On 18/10/2021 21:02, Tom Lendacky wrote:
> On 9/30/21 12:49 AM, Dov Murik wrote:
>
> ...
>
>> +/*
>> + * Add the hashes of the linux kernel/initrd/cmdline to an encrypted
>> guest page
>> + * which is included in SEV's initial memory measurement.
>> + */
>> +bool sev_add_kernel_loader_hashes(SevKernelLoaderContext *ctx, Error
>> **errp)
>> +{
>> + uint8_t *data;
>> + SevHashTableDescriptor *area;
>> + SevHashTable *ht;
>> + uint8_t cmdline_hash[HASH_SIZE];
>> + uint8_t initrd_hash[HASH_SIZE];
>> + uint8_t kernel_hash[HASH_SIZE];
>> + uint8_t *hashp;
>> + size_t hash_len = HASH_SIZE;
>> + int aligned_len;
>> +
>> + if (!pc_system_ovmf_table_find(SEV_HASH_TABLE_RV_GUID, &data,
>> NULL)) {
>> + error_setg(errp, "SEV: kernel specified but OVMF has no hash
>> table guid");
>> + return false;
>> + }
>
> This breaks backwards compatibility with an older OVMF image.
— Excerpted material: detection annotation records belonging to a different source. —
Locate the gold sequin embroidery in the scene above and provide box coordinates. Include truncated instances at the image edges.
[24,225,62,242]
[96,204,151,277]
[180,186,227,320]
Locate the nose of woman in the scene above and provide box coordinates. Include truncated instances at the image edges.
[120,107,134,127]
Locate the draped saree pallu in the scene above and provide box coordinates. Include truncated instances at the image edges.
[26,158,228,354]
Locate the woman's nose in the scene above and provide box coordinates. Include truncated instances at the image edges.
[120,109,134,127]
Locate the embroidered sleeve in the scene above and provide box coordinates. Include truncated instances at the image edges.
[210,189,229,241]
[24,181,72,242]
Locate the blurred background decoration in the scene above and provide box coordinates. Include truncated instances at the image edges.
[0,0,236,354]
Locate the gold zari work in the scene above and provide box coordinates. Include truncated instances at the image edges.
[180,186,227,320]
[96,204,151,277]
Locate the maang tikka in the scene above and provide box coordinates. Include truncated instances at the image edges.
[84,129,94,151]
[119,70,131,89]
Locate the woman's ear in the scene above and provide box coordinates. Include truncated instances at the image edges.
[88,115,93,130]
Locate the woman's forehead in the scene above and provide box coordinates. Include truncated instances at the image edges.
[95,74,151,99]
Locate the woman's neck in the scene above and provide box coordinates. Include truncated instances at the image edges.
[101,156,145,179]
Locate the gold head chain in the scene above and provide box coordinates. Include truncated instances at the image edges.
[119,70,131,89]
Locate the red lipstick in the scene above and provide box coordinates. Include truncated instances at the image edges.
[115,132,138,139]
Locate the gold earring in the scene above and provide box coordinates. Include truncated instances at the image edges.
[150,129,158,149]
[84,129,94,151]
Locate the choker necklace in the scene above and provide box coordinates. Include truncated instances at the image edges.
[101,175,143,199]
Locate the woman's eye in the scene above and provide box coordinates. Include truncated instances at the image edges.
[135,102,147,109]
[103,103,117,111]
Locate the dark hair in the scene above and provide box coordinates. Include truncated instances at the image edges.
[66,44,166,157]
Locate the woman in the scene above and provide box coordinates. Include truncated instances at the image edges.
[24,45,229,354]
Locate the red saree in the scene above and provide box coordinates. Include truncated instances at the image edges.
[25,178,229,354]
Any older
> OVMF image with SEV support that doesn't have the hash table GUID will
> now fail to boot using -kernel/-initrd/-append, where it used to be able
> to boot before.
>
Thanks Tom for noticing this.
Just so we're on the same page: this patch is already merged.
We're dealing with a scenario of launching a guest with SEV enabled and
with -kernel. The behaviours are:
A. With current QEMU:
A1. New AmdSev OVMF build: OVMF will verify the hashes and boot correctly.
A2. New Generic OvmfPkgX64 build: No verification but will boot correctly.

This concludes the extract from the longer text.